Električni orgazam chronology
| To što vidiš to i jeste (2010) | Gde smo sad? (2018) |  |

= Gde smo sad? =

Gde smo sad? (trans. Where are we now?) is the twelfth studio album by Serbian rock group Električni orgazam. It was recorded in the period 2012–2018. The album contains nine songs, of which the hits are the title track, "Bio sam loš", "Istok, zapad, sever jug", "Bila si kao san", and "Duga topla noć".

According to Gile, from time to time we all need to ask ourselves "where are we now", in this moment, in our lives, because we spend too much time in the past or future, and rarely in the present moment.

== Background ==
In 2013, the group had performed in Warsaw. The album from that concert is called Warszava '13. 3 years later, the group releases an album called Puštaj muziku! whose material was recorded at a concert on December 28, 2015, on the occasion of 35 years of work. This was the first album on the vinyl record in 22 years.

In late April and early May 2018, the group went on a North American tour.

== Album ==
Behind the project Gde smo sad? is a top team.

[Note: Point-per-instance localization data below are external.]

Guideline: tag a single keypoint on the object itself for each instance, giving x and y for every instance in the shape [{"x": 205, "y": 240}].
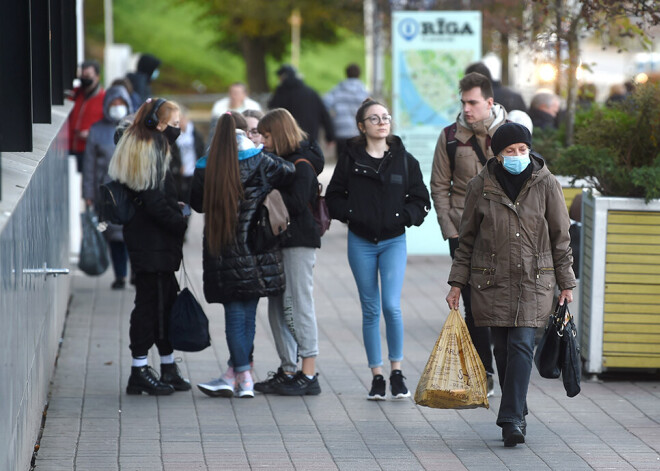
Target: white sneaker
[
  {"x": 217, "y": 388},
  {"x": 244, "y": 384}
]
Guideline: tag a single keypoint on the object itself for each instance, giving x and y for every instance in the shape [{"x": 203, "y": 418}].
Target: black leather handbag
[
  {"x": 558, "y": 352},
  {"x": 189, "y": 326}
]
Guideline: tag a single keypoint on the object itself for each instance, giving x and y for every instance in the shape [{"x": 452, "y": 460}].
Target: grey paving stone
[{"x": 93, "y": 424}]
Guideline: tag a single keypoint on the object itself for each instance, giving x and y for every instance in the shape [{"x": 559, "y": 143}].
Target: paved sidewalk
[{"x": 93, "y": 425}]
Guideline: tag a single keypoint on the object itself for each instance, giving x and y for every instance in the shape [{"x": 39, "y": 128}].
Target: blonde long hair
[
  {"x": 142, "y": 156},
  {"x": 283, "y": 129}
]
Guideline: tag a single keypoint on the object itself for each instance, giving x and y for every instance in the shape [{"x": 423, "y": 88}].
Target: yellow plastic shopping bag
[{"x": 454, "y": 376}]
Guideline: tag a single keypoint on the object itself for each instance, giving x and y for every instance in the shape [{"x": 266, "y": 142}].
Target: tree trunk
[
  {"x": 558, "y": 19},
  {"x": 254, "y": 54},
  {"x": 573, "y": 62},
  {"x": 504, "y": 44}
]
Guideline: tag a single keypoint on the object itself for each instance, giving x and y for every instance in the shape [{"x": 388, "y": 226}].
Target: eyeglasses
[
  {"x": 513, "y": 151},
  {"x": 375, "y": 119}
]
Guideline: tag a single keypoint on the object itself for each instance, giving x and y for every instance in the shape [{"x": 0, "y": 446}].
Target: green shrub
[{"x": 617, "y": 149}]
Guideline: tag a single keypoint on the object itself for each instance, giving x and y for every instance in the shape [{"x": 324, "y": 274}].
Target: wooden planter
[{"x": 620, "y": 283}]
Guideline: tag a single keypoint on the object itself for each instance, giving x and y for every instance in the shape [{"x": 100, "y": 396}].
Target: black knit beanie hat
[{"x": 507, "y": 134}]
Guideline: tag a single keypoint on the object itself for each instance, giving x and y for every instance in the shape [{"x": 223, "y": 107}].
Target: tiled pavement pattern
[{"x": 93, "y": 425}]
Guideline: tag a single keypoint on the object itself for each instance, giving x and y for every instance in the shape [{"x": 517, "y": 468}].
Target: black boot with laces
[
  {"x": 398, "y": 386},
  {"x": 170, "y": 374},
  {"x": 145, "y": 379}
]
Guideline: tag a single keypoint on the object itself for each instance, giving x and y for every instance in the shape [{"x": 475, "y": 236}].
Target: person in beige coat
[
  {"x": 455, "y": 162},
  {"x": 514, "y": 249}
]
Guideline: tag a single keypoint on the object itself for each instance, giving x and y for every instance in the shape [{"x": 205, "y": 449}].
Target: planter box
[{"x": 620, "y": 283}]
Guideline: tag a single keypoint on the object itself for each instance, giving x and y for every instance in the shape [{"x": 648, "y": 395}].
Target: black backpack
[{"x": 118, "y": 202}]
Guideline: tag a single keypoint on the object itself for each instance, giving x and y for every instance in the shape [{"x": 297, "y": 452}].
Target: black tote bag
[{"x": 189, "y": 326}]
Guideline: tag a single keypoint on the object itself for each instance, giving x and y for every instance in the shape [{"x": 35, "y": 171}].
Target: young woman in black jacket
[
  {"x": 378, "y": 189},
  {"x": 228, "y": 187},
  {"x": 291, "y": 315},
  {"x": 154, "y": 238}
]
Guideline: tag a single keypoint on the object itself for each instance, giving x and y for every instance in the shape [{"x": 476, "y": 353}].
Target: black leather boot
[
  {"x": 170, "y": 374},
  {"x": 145, "y": 379}
]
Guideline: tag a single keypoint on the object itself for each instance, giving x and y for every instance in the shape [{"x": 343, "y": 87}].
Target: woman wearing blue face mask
[{"x": 514, "y": 249}]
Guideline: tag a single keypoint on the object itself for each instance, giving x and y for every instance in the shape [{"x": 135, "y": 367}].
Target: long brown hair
[
  {"x": 283, "y": 129},
  {"x": 223, "y": 189}
]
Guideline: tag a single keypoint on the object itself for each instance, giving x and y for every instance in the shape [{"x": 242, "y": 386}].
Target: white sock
[
  {"x": 167, "y": 359},
  {"x": 139, "y": 362}
]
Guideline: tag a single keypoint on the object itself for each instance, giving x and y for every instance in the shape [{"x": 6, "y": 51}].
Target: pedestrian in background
[
  {"x": 188, "y": 150},
  {"x": 304, "y": 104},
  {"x": 154, "y": 238},
  {"x": 236, "y": 102},
  {"x": 147, "y": 71},
  {"x": 544, "y": 109},
  {"x": 291, "y": 315},
  {"x": 87, "y": 108},
  {"x": 252, "y": 118},
  {"x": 343, "y": 102},
  {"x": 460, "y": 153},
  {"x": 514, "y": 247},
  {"x": 228, "y": 188},
  {"x": 96, "y": 159},
  {"x": 378, "y": 189}
]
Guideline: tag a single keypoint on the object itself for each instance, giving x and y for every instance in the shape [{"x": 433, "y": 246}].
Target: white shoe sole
[
  {"x": 214, "y": 392},
  {"x": 376, "y": 397}
]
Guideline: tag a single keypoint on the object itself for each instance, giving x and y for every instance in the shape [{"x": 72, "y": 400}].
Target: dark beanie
[{"x": 507, "y": 134}]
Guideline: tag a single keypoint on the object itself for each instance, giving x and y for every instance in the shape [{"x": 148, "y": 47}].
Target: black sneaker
[
  {"x": 377, "y": 392},
  {"x": 145, "y": 379},
  {"x": 490, "y": 385},
  {"x": 397, "y": 386},
  {"x": 170, "y": 374},
  {"x": 300, "y": 385},
  {"x": 268, "y": 386}
]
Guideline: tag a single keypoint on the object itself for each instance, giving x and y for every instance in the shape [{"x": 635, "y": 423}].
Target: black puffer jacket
[
  {"x": 154, "y": 236},
  {"x": 378, "y": 204},
  {"x": 239, "y": 274},
  {"x": 301, "y": 194}
]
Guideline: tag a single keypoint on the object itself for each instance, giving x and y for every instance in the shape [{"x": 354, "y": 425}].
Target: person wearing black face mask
[
  {"x": 87, "y": 110},
  {"x": 154, "y": 238}
]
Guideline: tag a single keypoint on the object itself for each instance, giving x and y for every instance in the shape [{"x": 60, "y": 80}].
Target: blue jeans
[
  {"x": 514, "y": 355},
  {"x": 367, "y": 260},
  {"x": 239, "y": 330}
]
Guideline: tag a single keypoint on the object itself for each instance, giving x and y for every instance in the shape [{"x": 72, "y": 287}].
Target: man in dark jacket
[
  {"x": 303, "y": 103},
  {"x": 147, "y": 71}
]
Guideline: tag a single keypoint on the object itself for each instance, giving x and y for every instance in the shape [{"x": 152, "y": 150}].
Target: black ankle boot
[
  {"x": 145, "y": 379},
  {"x": 170, "y": 374}
]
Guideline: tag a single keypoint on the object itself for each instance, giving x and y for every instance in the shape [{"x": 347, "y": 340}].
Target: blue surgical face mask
[{"x": 516, "y": 164}]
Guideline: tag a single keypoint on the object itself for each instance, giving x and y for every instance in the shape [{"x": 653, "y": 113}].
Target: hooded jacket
[
  {"x": 447, "y": 189},
  {"x": 154, "y": 236},
  {"x": 87, "y": 109},
  {"x": 304, "y": 104},
  {"x": 300, "y": 196},
  {"x": 378, "y": 204},
  {"x": 98, "y": 153},
  {"x": 141, "y": 79},
  {"x": 512, "y": 253},
  {"x": 343, "y": 102},
  {"x": 239, "y": 273}
]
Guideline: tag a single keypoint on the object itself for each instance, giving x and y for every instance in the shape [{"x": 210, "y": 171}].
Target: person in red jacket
[{"x": 87, "y": 110}]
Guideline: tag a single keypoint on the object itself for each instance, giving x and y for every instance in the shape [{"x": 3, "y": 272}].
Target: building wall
[{"x": 34, "y": 232}]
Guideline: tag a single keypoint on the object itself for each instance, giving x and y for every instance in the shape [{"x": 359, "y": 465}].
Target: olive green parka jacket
[{"x": 513, "y": 253}]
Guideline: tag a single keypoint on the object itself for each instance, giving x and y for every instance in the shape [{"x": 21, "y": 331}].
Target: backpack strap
[{"x": 450, "y": 145}]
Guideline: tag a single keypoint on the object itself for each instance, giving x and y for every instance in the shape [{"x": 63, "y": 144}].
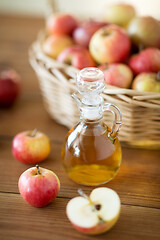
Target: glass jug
[{"x": 91, "y": 153}]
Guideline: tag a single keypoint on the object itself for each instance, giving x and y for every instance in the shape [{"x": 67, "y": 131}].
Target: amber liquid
[{"x": 89, "y": 156}]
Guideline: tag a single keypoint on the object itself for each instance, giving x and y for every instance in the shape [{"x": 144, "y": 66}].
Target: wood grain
[
  {"x": 137, "y": 183},
  {"x": 56, "y": 225}
]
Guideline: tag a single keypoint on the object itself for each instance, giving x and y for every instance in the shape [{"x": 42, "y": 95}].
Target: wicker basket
[{"x": 140, "y": 110}]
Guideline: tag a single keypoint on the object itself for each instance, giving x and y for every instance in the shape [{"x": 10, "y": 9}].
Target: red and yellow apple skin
[
  {"x": 77, "y": 56},
  {"x": 61, "y": 24},
  {"x": 31, "y": 149},
  {"x": 55, "y": 44},
  {"x": 117, "y": 74},
  {"x": 149, "y": 82},
  {"x": 39, "y": 186},
  {"x": 119, "y": 14},
  {"x": 84, "y": 32},
  {"x": 145, "y": 31},
  {"x": 147, "y": 60},
  {"x": 110, "y": 44}
]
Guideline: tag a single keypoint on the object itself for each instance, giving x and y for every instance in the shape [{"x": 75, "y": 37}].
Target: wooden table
[{"x": 137, "y": 183}]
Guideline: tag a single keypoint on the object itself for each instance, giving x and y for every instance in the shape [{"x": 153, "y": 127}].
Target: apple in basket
[
  {"x": 110, "y": 44},
  {"x": 94, "y": 214},
  {"x": 147, "y": 60},
  {"x": 145, "y": 31},
  {"x": 83, "y": 33},
  {"x": 119, "y": 13},
  {"x": 9, "y": 87},
  {"x": 77, "y": 56},
  {"x": 61, "y": 23},
  {"x": 55, "y": 44},
  {"x": 38, "y": 186},
  {"x": 31, "y": 146},
  {"x": 147, "y": 82},
  {"x": 117, "y": 74}
]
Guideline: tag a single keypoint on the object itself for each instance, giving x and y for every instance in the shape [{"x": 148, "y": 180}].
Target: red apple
[
  {"x": 147, "y": 60},
  {"x": 110, "y": 44},
  {"x": 149, "y": 82},
  {"x": 77, "y": 56},
  {"x": 145, "y": 31},
  {"x": 9, "y": 87},
  {"x": 38, "y": 186},
  {"x": 95, "y": 214},
  {"x": 84, "y": 32},
  {"x": 117, "y": 74},
  {"x": 31, "y": 146},
  {"x": 61, "y": 23},
  {"x": 55, "y": 44},
  {"x": 119, "y": 13}
]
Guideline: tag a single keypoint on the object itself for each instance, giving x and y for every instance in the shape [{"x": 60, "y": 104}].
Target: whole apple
[
  {"x": 95, "y": 214},
  {"x": 149, "y": 82},
  {"x": 119, "y": 13},
  {"x": 145, "y": 31},
  {"x": 38, "y": 186},
  {"x": 61, "y": 23},
  {"x": 117, "y": 74},
  {"x": 147, "y": 60},
  {"x": 31, "y": 147},
  {"x": 55, "y": 44},
  {"x": 84, "y": 32},
  {"x": 9, "y": 87},
  {"x": 77, "y": 56},
  {"x": 110, "y": 44}
]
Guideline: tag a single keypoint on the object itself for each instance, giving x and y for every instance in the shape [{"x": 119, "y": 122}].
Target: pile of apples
[{"x": 124, "y": 46}]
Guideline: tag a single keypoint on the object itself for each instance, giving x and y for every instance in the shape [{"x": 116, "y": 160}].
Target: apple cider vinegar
[
  {"x": 89, "y": 157},
  {"x": 91, "y": 153}
]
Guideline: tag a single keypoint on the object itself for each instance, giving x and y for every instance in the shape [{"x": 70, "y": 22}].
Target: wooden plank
[
  {"x": 16, "y": 36},
  {"x": 22, "y": 221},
  {"x": 137, "y": 182},
  {"x": 29, "y": 113}
]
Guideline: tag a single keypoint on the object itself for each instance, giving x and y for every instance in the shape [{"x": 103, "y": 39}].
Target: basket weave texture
[{"x": 140, "y": 110}]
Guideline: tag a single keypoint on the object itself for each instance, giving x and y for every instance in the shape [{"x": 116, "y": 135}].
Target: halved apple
[{"x": 94, "y": 214}]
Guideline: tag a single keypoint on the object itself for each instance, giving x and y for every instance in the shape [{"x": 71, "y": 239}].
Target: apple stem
[
  {"x": 33, "y": 134},
  {"x": 38, "y": 170}
]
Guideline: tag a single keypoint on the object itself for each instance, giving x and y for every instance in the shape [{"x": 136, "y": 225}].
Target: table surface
[{"x": 137, "y": 183}]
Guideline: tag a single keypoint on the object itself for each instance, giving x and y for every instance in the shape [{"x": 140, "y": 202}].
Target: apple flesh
[
  {"x": 9, "y": 87},
  {"x": 147, "y": 60},
  {"x": 95, "y": 214},
  {"x": 61, "y": 23},
  {"x": 38, "y": 186},
  {"x": 144, "y": 31},
  {"x": 84, "y": 32},
  {"x": 110, "y": 44},
  {"x": 120, "y": 14},
  {"x": 55, "y": 44},
  {"x": 77, "y": 56},
  {"x": 117, "y": 74},
  {"x": 31, "y": 147},
  {"x": 149, "y": 82}
]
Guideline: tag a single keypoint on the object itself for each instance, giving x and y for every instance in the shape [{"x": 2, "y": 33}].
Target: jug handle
[{"x": 117, "y": 122}]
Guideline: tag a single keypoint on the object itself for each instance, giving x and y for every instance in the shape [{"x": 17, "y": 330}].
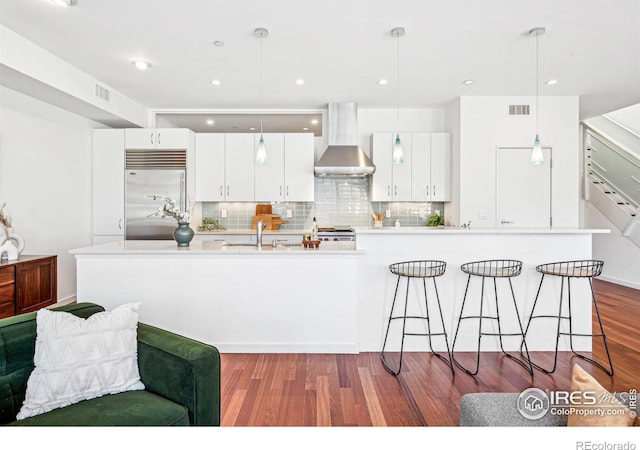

The production of the album is signed by Toni Jurij, with whom the group collaborated on several albums. Blagoje Nedeljković Pače and Zoran Radomirović Švaba joined in and played their parts brilliantly. Tanja Mirković, with whom the band collaborated for the first time, designed the excellent cover, while Goranka Matić is responsible for the photos. The song "Okašuka šakata" is the longest song the group has ever recorded.

It was followed by videos for "Bio sam loš", " Istok, zapad, sever jug", "Okašuka šakata", "Bila si kao san" and the title track.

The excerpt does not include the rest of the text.